En janvier 2010, un couple divorce pour altération définitive du lien conjugal. Le juge prononçant le divorce décide de reporter la date des effets patrimoniaux de celui-ci au 25 juin 2007 et condamne l’époux au versement d’une prestation compensatoire. Ce dernier interjette appel du jugement : d’une part, le report des effets de son divorce aurait dû, selon lui, être avancé à la date de la séparation effective du couple, en 1994 ; d’autre part, il fait valoir son impossibilité d’assumer la prestation compensatoire fixée par le juge, consistant à la fois dans le versement d’une somme de 70 000 euros et dans l’attribution d’un bien commun en pleine propriété évalué à 355 000 euros. La cour d’appel confirme pourtant le jugement. L’époux se pourvoit donc en cassation. Au soutien de sa thèse, il fait grief aux juges, tout d’abord, de refuser de tenir compte de la date de cessation de la cohabitation du couple pour retenir uniquement la date de cessation de leur collaboration. Il reproche ensuite à la cour d’appel d’avoir attribué une prestation compensatoire sous la forme d’une attribution en pleine propriété sans préciser la valeur et la quotité des droits respectifs des époux sur ce bien, laissant ainsi indéterminé le montant de la prestation allouée.

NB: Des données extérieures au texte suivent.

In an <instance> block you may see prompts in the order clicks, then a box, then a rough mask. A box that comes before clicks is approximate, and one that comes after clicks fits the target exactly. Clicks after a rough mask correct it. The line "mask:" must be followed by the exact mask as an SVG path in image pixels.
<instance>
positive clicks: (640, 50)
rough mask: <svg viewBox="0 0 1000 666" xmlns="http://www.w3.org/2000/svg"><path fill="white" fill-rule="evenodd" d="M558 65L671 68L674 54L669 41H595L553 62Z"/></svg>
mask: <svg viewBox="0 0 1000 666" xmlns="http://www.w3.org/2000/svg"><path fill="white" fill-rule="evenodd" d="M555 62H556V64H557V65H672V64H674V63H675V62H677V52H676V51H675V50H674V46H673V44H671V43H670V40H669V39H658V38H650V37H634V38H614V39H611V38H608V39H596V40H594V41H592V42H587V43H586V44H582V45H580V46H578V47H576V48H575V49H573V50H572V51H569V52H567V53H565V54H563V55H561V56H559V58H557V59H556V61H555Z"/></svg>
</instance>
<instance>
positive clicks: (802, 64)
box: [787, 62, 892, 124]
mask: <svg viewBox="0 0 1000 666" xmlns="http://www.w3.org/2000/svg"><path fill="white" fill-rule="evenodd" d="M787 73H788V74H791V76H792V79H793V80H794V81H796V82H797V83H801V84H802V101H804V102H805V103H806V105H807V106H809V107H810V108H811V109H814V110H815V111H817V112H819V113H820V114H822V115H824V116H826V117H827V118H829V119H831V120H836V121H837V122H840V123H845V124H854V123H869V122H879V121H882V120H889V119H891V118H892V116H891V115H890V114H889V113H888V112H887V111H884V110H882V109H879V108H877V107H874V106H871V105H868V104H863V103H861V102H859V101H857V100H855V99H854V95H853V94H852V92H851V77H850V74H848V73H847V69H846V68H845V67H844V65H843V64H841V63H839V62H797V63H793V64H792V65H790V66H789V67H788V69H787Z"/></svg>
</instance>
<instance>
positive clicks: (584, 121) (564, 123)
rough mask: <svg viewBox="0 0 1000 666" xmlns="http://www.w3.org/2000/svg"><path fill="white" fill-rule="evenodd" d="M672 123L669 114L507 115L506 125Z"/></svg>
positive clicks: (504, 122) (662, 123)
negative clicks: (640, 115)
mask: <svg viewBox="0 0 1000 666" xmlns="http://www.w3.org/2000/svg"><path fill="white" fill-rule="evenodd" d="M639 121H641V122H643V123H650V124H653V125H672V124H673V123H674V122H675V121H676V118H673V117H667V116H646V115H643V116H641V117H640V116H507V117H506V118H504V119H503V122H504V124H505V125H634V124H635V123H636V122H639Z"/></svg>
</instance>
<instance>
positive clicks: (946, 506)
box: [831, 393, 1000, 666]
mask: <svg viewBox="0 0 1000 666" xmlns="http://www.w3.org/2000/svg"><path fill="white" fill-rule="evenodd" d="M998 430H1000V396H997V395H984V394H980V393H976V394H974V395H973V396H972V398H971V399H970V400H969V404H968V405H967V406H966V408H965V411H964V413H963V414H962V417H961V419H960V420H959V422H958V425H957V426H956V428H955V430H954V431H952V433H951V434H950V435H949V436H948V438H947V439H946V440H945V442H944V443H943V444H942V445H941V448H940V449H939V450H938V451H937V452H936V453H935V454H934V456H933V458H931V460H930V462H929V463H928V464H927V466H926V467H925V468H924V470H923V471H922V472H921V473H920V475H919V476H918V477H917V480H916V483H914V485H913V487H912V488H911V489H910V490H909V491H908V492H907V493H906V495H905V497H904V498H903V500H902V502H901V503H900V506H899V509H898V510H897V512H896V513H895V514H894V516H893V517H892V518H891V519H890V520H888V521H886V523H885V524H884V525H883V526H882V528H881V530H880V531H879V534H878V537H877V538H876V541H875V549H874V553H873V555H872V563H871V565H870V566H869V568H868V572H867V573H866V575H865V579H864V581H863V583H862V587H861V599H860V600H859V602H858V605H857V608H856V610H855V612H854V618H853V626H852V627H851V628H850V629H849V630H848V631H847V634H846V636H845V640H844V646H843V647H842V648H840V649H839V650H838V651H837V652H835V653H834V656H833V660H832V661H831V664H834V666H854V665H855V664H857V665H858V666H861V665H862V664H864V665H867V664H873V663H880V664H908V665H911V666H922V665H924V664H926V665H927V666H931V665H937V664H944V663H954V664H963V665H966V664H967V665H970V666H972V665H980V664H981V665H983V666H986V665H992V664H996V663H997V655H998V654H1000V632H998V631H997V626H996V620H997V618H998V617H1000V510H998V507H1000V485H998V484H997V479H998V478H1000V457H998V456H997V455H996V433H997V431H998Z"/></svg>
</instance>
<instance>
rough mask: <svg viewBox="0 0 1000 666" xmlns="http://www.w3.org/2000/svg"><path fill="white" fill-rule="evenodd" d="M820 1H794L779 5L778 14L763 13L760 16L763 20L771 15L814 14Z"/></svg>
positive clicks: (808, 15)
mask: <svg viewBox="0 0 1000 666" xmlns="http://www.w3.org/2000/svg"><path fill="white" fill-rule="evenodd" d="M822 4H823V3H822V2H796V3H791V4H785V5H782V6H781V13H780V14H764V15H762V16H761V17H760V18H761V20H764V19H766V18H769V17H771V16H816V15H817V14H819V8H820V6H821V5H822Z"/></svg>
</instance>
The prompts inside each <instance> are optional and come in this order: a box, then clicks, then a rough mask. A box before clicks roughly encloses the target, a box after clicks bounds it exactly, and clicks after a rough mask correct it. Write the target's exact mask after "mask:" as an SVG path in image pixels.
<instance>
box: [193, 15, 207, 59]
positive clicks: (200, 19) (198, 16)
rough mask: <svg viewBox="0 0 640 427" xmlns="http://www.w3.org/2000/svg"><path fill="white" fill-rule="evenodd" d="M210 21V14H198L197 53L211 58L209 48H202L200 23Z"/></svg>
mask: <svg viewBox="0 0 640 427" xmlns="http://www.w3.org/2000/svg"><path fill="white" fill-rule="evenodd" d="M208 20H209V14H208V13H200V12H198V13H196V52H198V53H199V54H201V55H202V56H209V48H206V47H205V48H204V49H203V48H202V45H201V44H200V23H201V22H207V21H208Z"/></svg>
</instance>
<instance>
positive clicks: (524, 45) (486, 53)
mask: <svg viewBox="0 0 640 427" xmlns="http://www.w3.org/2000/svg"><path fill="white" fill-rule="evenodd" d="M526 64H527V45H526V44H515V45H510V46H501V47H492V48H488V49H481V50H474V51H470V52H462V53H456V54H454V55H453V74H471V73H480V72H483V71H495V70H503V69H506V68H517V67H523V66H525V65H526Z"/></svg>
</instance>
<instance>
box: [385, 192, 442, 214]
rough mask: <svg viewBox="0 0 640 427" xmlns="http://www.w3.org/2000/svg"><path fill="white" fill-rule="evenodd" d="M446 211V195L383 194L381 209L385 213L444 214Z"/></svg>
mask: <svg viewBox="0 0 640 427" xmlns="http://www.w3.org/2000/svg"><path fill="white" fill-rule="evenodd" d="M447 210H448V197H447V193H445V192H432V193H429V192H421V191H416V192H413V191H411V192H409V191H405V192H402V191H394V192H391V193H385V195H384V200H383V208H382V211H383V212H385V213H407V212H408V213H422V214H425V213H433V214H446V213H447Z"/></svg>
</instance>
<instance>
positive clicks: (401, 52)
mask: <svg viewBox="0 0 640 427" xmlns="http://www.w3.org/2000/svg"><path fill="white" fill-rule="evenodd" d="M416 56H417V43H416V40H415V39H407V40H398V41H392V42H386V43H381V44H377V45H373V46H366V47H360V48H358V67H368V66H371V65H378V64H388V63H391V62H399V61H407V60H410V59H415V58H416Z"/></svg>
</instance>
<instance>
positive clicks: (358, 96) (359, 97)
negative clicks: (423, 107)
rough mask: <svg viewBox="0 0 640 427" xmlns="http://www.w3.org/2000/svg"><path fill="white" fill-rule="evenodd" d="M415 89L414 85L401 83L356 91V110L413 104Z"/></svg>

La Haute cour rejette son pourvoi. Pourtant, le premier moyen invoqué était convaincant. En effet, on aurait pu imaginer que la cour retînt, pour fixer la date de report des effets du divorce, dépendante de celle à laquelle les époux ont effectivement cessé de cohabiter et de collaborer (C. civ., art. 262-1), la date de la séparation de fait des époux, tant il semble désormais acquis que « la cessation de la cohabitation [fait] présumer la cessation de la collaboration » (V. notam. Civ. 1re, 31 mars 2010). Si pour que cette présomption puisse jouer, la vie commune doit avoir effectivement pris fin, telle était bien l’hypothèse, les juges ayant constaté que les époux résidaient séparément depuis 1994. Mais cette présomption étant simple, elle peut, comme dans l’espèce rapportée, être renversée par le conjoint qui s’y oppose, par toute preuve contraire de la poursuite de la collaboration après la séparation du couple. Ainsi peut-on expliquer que la Cour de cassation ait ici fixé la date du report en 2007, les époux ayant après leur séparation en 1994, achetés trois biens immobiliers et contracté des emprunts au-delà de cette période. Les juges du fond ont donc pu déduire de ces faits la volonté des époux de poursuivre leur collaboration après la cessation de leur cohabitation (V. déjà : Civ. 1re, 17 nov. 2010). Il va de soi que l’épouse avait intérêt à renverser la présomption : en effet, lorsque les époux sont communs en biens, la date de report des effets du divorce a son importance car d’elle dépend celle de la dissolution du régime matrimonial des époux, à compter de laquelle les revenus ultérieurement perçus par chacun d’eux redeviennent propres. Autrement dit, il aurait ici été défavorable à l’épouse de faire reculer cette date car cela aurait conduit à diminuer la masse des biens communs à partager.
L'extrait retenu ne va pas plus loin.